The Original Welfare Queen

Josh Levin profiles Linda Taylor, the real-life Chicago “welfare queen” who inspired Ronald Reagan’s infamous invective:

It’s impossible to define the exact scope of welfare fraud in America then or now. A 1983 publication sponsored by the Department of Justice, for example, estimated annual Aid to Families With Dependent Children overpayments at between $376 million and $3.2 billion—not exactly a precise range. What’s clear, though, is that Linda Taylor’s larger-than-life example created an indelible, inaccurate impression of public aid recipients.

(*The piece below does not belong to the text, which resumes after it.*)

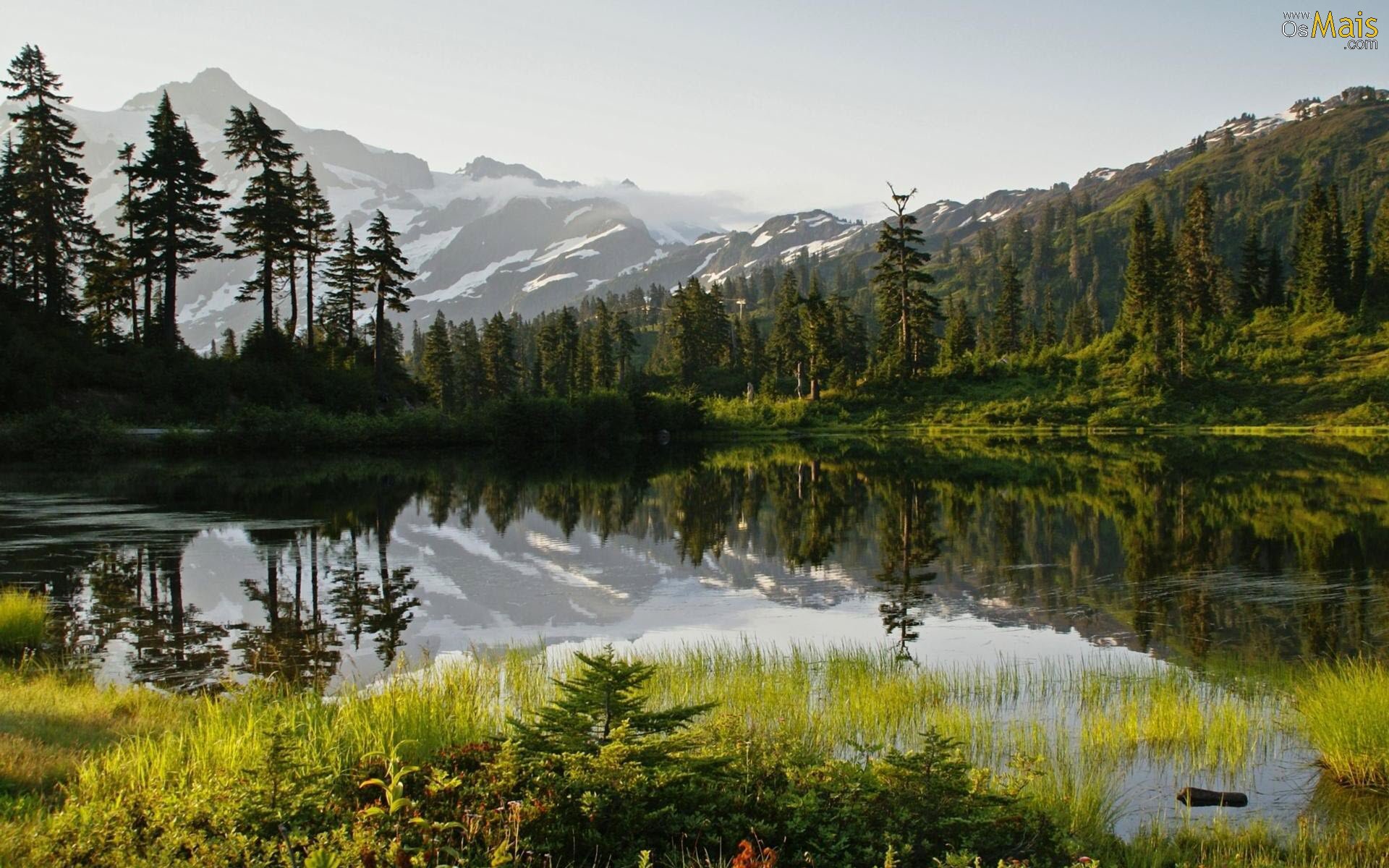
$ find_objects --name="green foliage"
[511,646,713,761]
[0,587,48,654]
[1296,661,1389,791]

The plural of anecdote is not data. The plural of the craziest anecdote you’ve ever heard is definitely not data. And yet, the story of the welfare queen instantly infected the policy debate over welfare reform. Sociologist Richard M. Coughlin notes that in 1979, AFDC families had a median of just 2.1 children and a very low standard of living compared to the average American. In 2013, Bureau of Labor Statistics data continue to bear out the stark economic gap between families on public assistance and those who are not. Linda Taylor showed that it was possible for a dedicated criminal to steal a healthy chunk of welfare money. Her case did not prove that, as a group, public aid recipients were fur-laden thieves bleeding the American economy dry.